PLoS ONE (Jan 2012)

Identification and characterization of two novel bla(KLUC) resistance genes through large-scale resistance plasmids sequencing.

  • Teng Xu,
  • Jun Ying,
  • Xiaoding Yao,
  • Yulong Song,
  • Ping Ma,
  • Bokan Bao,
  • Weiyan Jiang,
  • Xinmei Wu,
  • Huifen Tou,
  • Peizhen Li,
  • Ping Ren,
  • Jingxian Fei,
  • Lei Yang,
  • Qi Liu,
  • Zuyuan Xu,
  • Tieli Zhou,
  • Liyan Ni,
  • Qiyu Bao

DOI
https://doi.org/10.1371/journal.pone.0047197
Journal volume & issue
Vol. 7, no. 10
p. e47197

Abstract

Read online

Plasmids are important antibiotic resistance determinant carriers that can disseminate various drug resistance genes among species or genera. By using a high throughput sequencing approach, two groups of plasmids of Escherichia coli (named E1 and E2, each consisting of 160 clinical E. coli strains isolated from different periods of time) were sequenced and analyzed.

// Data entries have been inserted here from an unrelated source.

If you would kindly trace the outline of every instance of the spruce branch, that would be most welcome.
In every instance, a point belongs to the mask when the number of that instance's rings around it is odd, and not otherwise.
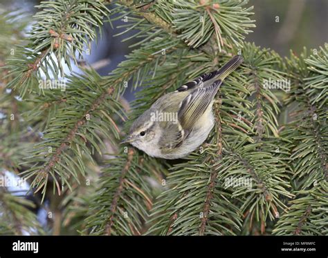
[[[102,25],[102,20],[109,12],[101,2],[87,0],[44,1],[37,8],[42,10],[34,16],[37,22],[28,44],[19,46],[15,57],[6,61],[8,76],[14,78],[8,87],[19,90],[21,96],[27,90],[41,92],[35,88],[42,78],[41,71],[47,79],[64,77],[62,61],[71,70],[71,59],[78,64],[75,52],[78,58],[90,52],[96,28]]]

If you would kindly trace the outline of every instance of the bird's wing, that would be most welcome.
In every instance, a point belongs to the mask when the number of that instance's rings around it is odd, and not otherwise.
[[[170,123],[163,130],[160,141],[164,143],[161,149],[162,153],[169,153],[173,148],[180,146],[185,139],[187,131],[183,130],[179,121]]]
[[[183,130],[191,131],[213,100],[221,83],[222,81],[219,79],[210,86],[197,88],[183,99],[178,112],[179,121]]]

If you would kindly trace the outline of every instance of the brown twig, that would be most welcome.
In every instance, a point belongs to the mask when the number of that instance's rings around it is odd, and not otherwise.
[[[116,209],[118,208],[118,199],[120,199],[120,196],[122,193],[124,187],[124,183],[125,181],[125,176],[130,168],[131,164],[132,163],[132,159],[134,157],[134,150],[133,149],[129,149],[127,153],[127,163],[124,166],[123,169],[121,172],[121,175],[120,177],[118,187],[116,190],[116,192],[114,195],[113,198],[113,201],[111,201],[111,215],[108,219],[108,222],[106,224],[105,226],[105,231],[106,235],[111,235],[111,228],[114,224],[114,217],[116,212]]]

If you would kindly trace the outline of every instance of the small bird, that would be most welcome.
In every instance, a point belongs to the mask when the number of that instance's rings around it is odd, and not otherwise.
[[[218,70],[205,73],[157,99],[133,123],[129,143],[152,157],[180,159],[206,139],[215,125],[212,107],[224,79],[242,62],[233,57]]]

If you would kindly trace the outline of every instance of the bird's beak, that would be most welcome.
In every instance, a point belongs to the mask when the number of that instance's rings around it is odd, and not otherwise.
[[[124,143],[129,143],[131,141],[134,141],[135,139],[131,137],[131,136],[127,137],[125,138],[123,141],[122,141],[120,144],[124,144]]]

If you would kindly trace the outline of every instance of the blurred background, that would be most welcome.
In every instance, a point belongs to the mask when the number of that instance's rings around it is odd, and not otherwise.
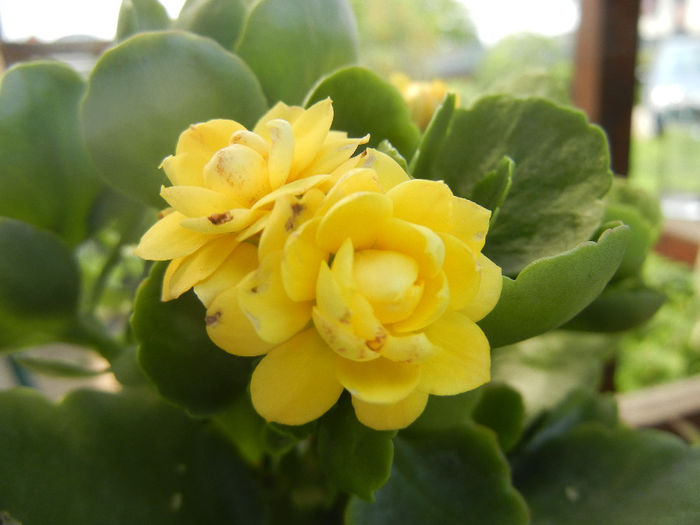
[[[184,0],[161,3],[174,18]],[[665,227],[645,273],[668,297],[614,340],[611,381],[631,391],[700,373],[700,0],[350,3],[361,63],[397,85],[441,79],[463,107],[487,93],[544,96],[604,127],[616,174],[660,199]],[[52,58],[87,75],[120,5],[0,0],[2,67]]]

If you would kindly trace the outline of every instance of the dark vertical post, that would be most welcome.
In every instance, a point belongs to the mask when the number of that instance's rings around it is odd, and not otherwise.
[[[573,99],[610,141],[612,169],[627,175],[640,0],[581,0]]]

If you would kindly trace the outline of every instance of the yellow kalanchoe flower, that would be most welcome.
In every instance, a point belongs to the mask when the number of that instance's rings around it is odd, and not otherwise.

A total of 20 million reads were obtained and mapped onto the known resistance gene sequences. As a result, a total of 9 classes, including 36 types of antibiotic resistant genes, were identified. Among these genes, 25 and 27 single nucleotide polymorphisms (SNPs) appeared, of which 9 and 12 SNPs are nonsynonymous substitutions in the E1 and E2 samples. It is interesting to find that a novel genotype of bla(KLUC), whose close relatives, bla(KLUC-1) and bla(KLUC-2), have been previously reported as carried on the Kluyvera cryocrescens chromosome and Enterobacter cloacae plasmid, was identified. It shares 99% and 98% amino acid identities with Kluc-1 and Kluc-2, respectively. Further PCR screening of 608 Enterobacteriaceae family isolates yielded a second variant (named bla(KLUC-4)). It was interesting to find that Kluc-3 showed resistance to several cephalosporins including cefotaxime, whereas bla(KLUC-4) did not show any resistance to the antibiotics tested. This may be due to a positively charged residue, Arg, replaced by a neutral residue, Leu, at position 167, which is located within an omega-loop. This work represents large-scale studies on resistance gene distribution, diversification and genetic variation in pooled multi-drug resistance plasmids, and provides insight into the use of high throughput sequencing technology for microbial resistance gene detection.